Datasets are: euvml, euvml_soho, euvml_stereoa, euvml_stereob, euvml_171, euvml_195, euvml_284, euvml_304, and euvml_\<spacecraft>_\<wavelength>

In [None]:
try:
    import cloudcatalog
except:
    %pip install cloudcatalog --upgrade
    
import astropy.io.fits
import sunpy.map

cloud_endpoint=cloudcatalog.CloudCatalog("s3://gov-nasa-hdrl-data1/")
frID = "euvml"

# Get metadata
myjson = cloud_endpoint.get_entry(frID)
print(f"Metadata for {frID} is {myjson}")
start, stop = myjson['start'], myjson['stop']

# Or hard-code times
start, stop = '2011-01-01T00:00:00Z', '2011-01-02T23:59:59Z'

# Get full file registry including metadata, also convert to just the file list.
file_registry1 = cloud_endpoint.request_cloud_catalog(frID, start_date=start, stop_date=stop)
filelist = file_registry1['datakey'].to_list()
print(f"\nThere are {len(filelist)} files for ID {frID} in time range {start} to {stop}")

# Sample AstroPy reader and SunPy Map reader

AstroPy can be compiled to include the ability to read from cloud storage same as with filenames.  SunPy is developing that; at the time of this Notebook I find it easier to read in via AstroPy then convert to a SunPy Map object.

In [None]:
hdul = astropy.io.fits.open(filelist[0])

euvml_map = sunpy.map.Map(hdul[0].data,hdul[0].header)
euvml_map.peek()

print(f"Spacecraft is {euvml_map.meta['TELESCOP']} for wavelength {euvml_map.meta['WAVELNTH']}")

file_registry1

# Streaming through files

Here are two streaming examples.
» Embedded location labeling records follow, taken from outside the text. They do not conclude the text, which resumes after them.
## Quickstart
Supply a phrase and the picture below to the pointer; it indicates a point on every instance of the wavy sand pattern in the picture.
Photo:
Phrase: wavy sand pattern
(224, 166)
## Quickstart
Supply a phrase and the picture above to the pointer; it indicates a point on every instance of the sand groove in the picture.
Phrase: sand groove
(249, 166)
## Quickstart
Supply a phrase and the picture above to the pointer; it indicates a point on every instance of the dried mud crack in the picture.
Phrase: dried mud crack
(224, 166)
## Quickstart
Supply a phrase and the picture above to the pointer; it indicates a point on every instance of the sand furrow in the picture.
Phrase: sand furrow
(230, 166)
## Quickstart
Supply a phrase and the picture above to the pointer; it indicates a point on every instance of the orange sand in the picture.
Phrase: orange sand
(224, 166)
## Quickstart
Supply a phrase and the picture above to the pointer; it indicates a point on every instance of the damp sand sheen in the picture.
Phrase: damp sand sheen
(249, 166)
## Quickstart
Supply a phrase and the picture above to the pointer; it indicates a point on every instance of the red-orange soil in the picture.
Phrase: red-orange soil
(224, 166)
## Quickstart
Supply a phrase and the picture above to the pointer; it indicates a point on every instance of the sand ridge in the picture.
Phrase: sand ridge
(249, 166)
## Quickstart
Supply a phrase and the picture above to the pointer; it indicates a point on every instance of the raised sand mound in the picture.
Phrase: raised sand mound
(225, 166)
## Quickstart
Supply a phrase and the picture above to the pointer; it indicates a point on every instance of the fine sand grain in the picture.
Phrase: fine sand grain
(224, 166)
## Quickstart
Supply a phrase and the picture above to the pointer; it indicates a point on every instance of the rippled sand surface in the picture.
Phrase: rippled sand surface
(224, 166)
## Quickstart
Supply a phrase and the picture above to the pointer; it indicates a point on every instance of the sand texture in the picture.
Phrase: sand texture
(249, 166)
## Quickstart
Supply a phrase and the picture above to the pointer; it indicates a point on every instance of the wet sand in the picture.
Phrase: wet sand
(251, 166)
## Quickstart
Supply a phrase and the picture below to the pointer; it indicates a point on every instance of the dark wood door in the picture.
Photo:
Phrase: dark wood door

The first runs a quick inline command using the API spec that guarantees the first four fields are s3key, start and stop times, and file size.  The second is a similar stream, in this case plotting the files.  Note in constructing the lambda that the 'stream' and 'stream_uri' commands mandate 4 variables be sent, but the catching functions can use or ignore any of them.   We send only the first ten files for this demo, but in a production setup you can send the entire filelist if desired.

In [None]:
cloud_endpoint.stream(file_registry1[:10], lambda s3key, start, stop, fsize: print(f"{hash(s3key.read())}\t{start}\t{stop}\t{fsize}"))

In [None]:
def plot_euvml(fname):
    hdul = astropy.io.fits.open(filelist[0])
    euvml_map = sunpy.map.Map(hdul[0].data,hdul[0].header)
    euvml_map.peek()

cloud_endpoint.stream_uri(file_registry1[:3], lambda fname, start, stop, fsize: plot_euvml(fname))

# Finding catalogs

You can do a search of the entire HelioCloud network to find what datasets exist.  Here we do searches on the ID, Title and keyword metadata within HelioCloud.  The last search, for example, will find all datasets tagged with '171' or '194' in their IDs, and finds AIA as well as our SOHO and STEREO datasets.

In [None]:
mysearch = cloudcatalog.EntireCatalogSearch()
print(f"Number of SOHO datasets, search by id: {len(mysearch.search_by_id('soho'))}")
print(f"\nIDs for all AIA datasets, search by title: {[s['id'] for s in mysearch.search_by_title('aia')]}")
print(f"\nIDs of all datasets whose id contain '193' or '194': {[s['id'] for s in mysearch.search_by_keywords(['193','194'])]}")
print(f"\nIDs of all 'euvml' datasets: {[s['id'] for s in mysearch.search_by_id('euvml')]}")